To the right is the graph of 5x^3y-3xy^2+y^3=6. Verify that (1,2) is a point on the curve. There's a nearby point on the curve whose point is (1.07,u). What is the approx. value for u? There's a nearby point on the curve whose coordinates are (.98,v). What is the approx. value for v? there's a nearby point on the curve whose point is (w,2.04). What is an approximate value for w?

Homework Equations

f'(a)(x-a)+f(a)
the derivative of the equation is (15x^2-3y^2)/(-5x^3+3x^2y-3y^2)

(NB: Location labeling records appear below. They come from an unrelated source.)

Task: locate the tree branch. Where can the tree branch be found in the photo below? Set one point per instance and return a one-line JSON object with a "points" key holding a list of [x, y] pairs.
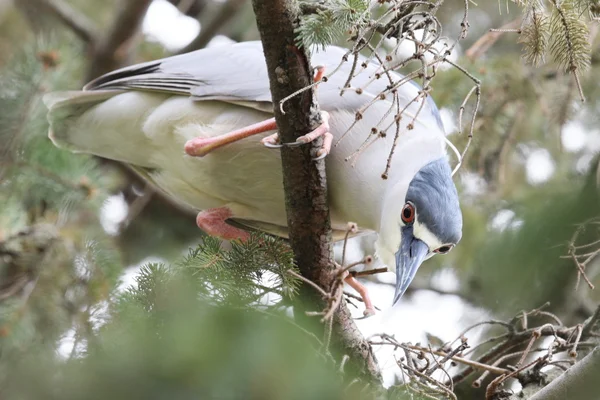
{"points": [[577, 383], [209, 30], [112, 51], [304, 179]]}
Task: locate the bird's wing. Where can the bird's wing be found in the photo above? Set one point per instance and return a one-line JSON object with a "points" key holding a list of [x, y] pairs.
{"points": [[237, 73], [282, 231]]}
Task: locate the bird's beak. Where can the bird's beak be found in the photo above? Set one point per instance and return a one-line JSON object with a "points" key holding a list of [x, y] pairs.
{"points": [[409, 257]]}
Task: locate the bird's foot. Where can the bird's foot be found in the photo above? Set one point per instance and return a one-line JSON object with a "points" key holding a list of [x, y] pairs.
{"points": [[212, 221], [272, 141], [364, 294]]}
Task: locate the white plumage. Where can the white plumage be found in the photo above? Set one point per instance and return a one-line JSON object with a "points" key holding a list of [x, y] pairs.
{"points": [[143, 115]]}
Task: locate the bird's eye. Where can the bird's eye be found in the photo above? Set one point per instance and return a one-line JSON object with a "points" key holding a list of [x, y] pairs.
{"points": [[408, 213], [444, 249]]}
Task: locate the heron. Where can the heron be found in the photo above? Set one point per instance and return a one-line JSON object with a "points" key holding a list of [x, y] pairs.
{"points": [[196, 126]]}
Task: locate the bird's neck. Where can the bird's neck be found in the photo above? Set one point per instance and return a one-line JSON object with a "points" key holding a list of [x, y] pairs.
{"points": [[417, 155]]}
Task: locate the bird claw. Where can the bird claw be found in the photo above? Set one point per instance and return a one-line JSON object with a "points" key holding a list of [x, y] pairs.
{"points": [[272, 141], [368, 313]]}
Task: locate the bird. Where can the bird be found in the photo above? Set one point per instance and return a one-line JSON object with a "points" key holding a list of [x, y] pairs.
{"points": [[196, 125]]}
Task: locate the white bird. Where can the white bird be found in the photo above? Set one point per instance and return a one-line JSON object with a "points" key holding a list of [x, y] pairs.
{"points": [[146, 115]]}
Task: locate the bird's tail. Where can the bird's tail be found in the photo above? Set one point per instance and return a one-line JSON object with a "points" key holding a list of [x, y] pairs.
{"points": [[64, 108]]}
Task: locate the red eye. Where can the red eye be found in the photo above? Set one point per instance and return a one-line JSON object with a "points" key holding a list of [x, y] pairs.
{"points": [[408, 213], [444, 249]]}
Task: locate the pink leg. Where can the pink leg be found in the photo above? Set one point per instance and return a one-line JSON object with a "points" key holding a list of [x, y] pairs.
{"points": [[322, 130], [199, 147], [364, 293], [212, 221]]}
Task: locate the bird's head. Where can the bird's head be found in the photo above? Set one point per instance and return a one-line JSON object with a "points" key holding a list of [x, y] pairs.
{"points": [[430, 221]]}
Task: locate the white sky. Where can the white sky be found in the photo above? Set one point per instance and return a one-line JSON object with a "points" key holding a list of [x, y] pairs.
{"points": [[443, 316]]}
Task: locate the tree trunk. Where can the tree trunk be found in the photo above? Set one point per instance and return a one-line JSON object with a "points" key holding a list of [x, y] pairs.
{"points": [[304, 180]]}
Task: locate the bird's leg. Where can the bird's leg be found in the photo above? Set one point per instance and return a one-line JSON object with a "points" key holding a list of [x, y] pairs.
{"points": [[199, 147], [212, 221], [272, 141], [364, 293]]}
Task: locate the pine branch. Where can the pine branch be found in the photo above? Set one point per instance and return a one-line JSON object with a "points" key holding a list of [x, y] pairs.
{"points": [[578, 383], [569, 44]]}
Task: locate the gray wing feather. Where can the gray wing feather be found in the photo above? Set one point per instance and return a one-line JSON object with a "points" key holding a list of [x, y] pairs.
{"points": [[238, 73]]}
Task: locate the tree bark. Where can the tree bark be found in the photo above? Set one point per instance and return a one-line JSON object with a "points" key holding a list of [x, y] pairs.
{"points": [[304, 180]]}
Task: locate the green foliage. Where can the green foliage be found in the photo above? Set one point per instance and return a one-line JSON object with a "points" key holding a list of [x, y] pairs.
{"points": [[55, 266], [241, 276], [328, 22], [569, 43], [561, 31], [198, 352], [534, 34]]}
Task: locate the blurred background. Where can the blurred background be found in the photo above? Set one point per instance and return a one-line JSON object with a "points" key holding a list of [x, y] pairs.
{"points": [[79, 235]]}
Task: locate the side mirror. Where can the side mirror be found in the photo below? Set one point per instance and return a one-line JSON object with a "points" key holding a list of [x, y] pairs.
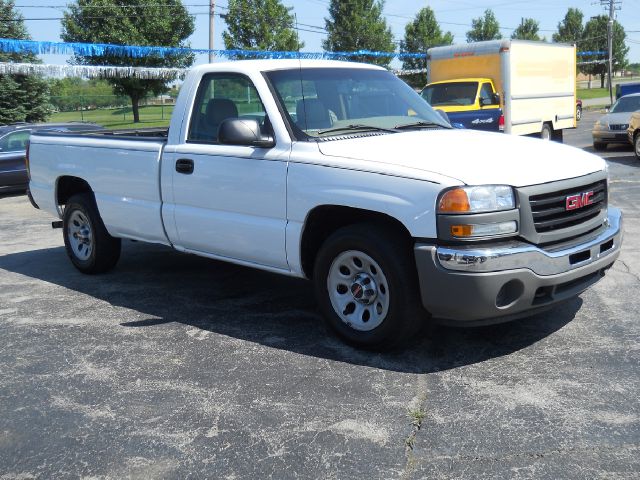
{"points": [[243, 131]]}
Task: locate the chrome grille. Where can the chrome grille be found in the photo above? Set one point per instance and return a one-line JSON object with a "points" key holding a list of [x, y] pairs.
{"points": [[550, 213], [619, 126]]}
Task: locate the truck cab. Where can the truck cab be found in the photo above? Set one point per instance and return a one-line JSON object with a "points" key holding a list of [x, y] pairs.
{"points": [[472, 102]]}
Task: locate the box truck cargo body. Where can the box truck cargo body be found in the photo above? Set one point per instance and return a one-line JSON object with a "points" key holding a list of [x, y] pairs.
{"points": [[535, 81]]}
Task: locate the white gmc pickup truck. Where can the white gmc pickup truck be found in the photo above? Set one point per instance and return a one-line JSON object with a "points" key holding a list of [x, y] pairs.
{"points": [[340, 173]]}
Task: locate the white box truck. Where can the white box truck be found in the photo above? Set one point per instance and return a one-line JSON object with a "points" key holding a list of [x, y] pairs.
{"points": [[516, 86]]}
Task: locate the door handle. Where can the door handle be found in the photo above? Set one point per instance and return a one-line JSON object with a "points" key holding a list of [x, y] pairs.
{"points": [[184, 165]]}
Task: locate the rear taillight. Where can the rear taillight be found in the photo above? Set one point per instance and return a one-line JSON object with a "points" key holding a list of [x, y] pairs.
{"points": [[26, 160]]}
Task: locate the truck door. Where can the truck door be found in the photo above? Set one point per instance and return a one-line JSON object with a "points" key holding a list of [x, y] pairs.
{"points": [[486, 116], [226, 200]]}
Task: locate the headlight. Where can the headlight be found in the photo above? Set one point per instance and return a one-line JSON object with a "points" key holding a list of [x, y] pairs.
{"points": [[485, 198]]}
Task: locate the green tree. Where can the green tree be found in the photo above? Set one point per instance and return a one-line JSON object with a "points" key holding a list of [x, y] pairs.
{"points": [[595, 40], [484, 28], [570, 28], [70, 94], [527, 30], [22, 97], [147, 22], [260, 25], [358, 25], [419, 35]]}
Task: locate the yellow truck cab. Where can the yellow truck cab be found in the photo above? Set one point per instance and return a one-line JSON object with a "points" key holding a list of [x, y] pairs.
{"points": [[472, 102]]}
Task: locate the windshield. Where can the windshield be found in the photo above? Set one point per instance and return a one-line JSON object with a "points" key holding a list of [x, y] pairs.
{"points": [[450, 94], [626, 104], [322, 102]]}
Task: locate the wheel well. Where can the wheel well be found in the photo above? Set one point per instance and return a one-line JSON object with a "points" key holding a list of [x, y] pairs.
{"points": [[322, 221], [69, 186]]}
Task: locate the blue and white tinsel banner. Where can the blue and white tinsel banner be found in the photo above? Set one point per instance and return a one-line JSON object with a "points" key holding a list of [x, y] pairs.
{"points": [[92, 71], [10, 45]]}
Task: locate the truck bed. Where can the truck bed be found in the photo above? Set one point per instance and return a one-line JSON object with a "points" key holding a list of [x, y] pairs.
{"points": [[121, 166], [152, 133]]}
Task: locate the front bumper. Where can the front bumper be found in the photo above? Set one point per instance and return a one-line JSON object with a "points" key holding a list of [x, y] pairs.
{"points": [[475, 285], [610, 136]]}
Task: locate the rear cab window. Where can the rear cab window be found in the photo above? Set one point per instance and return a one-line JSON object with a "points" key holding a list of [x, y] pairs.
{"points": [[222, 96]]}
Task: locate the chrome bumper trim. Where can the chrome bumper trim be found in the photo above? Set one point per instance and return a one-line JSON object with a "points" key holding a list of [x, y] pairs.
{"points": [[523, 255]]}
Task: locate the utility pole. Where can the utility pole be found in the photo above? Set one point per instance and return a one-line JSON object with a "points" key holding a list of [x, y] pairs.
{"points": [[612, 13], [212, 8]]}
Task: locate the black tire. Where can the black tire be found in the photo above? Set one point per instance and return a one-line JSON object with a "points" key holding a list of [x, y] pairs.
{"points": [[547, 132], [557, 136], [86, 240], [401, 317]]}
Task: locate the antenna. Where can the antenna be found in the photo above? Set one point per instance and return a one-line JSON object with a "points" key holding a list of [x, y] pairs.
{"points": [[304, 103]]}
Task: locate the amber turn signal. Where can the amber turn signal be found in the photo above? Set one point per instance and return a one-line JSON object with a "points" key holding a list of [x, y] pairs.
{"points": [[454, 201], [461, 231]]}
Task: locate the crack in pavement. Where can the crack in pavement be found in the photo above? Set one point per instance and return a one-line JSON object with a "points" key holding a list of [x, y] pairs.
{"points": [[417, 412], [628, 270]]}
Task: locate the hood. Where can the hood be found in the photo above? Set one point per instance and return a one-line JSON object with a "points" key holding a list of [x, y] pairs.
{"points": [[472, 157], [615, 118]]}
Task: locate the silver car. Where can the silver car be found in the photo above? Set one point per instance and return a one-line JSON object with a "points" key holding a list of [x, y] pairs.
{"points": [[612, 127]]}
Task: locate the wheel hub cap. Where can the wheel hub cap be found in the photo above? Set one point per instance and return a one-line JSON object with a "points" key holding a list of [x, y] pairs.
{"points": [[364, 289], [80, 235], [358, 290]]}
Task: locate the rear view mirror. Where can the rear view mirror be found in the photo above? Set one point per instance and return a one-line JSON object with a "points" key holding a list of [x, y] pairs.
{"points": [[241, 131]]}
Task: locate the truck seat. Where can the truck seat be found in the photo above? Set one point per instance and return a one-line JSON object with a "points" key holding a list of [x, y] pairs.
{"points": [[218, 110], [311, 114]]}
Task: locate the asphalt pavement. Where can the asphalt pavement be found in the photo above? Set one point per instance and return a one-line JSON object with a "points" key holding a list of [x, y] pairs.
{"points": [[174, 366]]}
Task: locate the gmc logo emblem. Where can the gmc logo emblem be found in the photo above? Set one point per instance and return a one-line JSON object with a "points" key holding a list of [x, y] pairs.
{"points": [[573, 202]]}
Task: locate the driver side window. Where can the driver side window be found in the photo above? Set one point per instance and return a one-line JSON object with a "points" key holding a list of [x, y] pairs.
{"points": [[15, 142], [222, 96], [486, 94]]}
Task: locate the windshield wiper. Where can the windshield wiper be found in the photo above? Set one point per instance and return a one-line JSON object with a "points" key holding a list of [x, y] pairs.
{"points": [[420, 124], [356, 127]]}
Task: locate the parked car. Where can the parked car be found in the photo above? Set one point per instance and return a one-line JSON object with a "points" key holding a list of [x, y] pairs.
{"points": [[369, 192], [633, 132], [13, 145], [612, 127], [578, 110]]}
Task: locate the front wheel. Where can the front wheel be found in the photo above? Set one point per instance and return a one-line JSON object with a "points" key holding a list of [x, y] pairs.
{"points": [[367, 287], [86, 240]]}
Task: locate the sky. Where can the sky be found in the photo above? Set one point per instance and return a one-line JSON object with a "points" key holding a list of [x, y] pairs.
{"points": [[453, 15]]}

I know how to do the first part, you plug in the values for x and y and they should = 6, which they do. However, for the remainder of the problem i am completely lost. I'm totally
lost, so if you can offer any input i would appreciate it. Thanks

 

[HallsofIvy]

Homework Statement

To the right is the graph of 5x^3y-3xy^2+y^3=6. Verify that (1,2) is a point on the curve. There's a nearby point on the curve whose point is (1.07,u). What is the approx. value for u? There's a nearby point on the curve whose coordinates are (.98,v). What is the approx. value for v? there's a nearby point on the curve whose point is (w,2.04). What is an approximate value for w?

Homework Equations

f'(a)(x-a)+f(a)
the derivative of the equation is (15x^2-3y^2)/(-5x^3+3x^2y-3y^2)

I know how to do the first part, you plug in the values for x and y and they should = 6, which they do. However, for the remainder of the problem i am completely lost. I'm totally
lost, so if you can offer any input i would appreciate it. Thanks

The tangent line to a curve, y= f(x), through point $(x_0, f(x_0))$ on the line is $y= f'(x_0)(x- x_0)+ f(x_0)$ and will give (approximately) the y value for an x value close to $x_0$. You are told that $x_0$= 1 and that $f(x_0)$= 2. What is $f'(x_0)$? That gives you all the information you need to construct the equation of the tangent line. Then use it with the two new points given to find the missing values.

 

[anthonym44]

Thanks. That helped me, I'm pretty sure I have it now.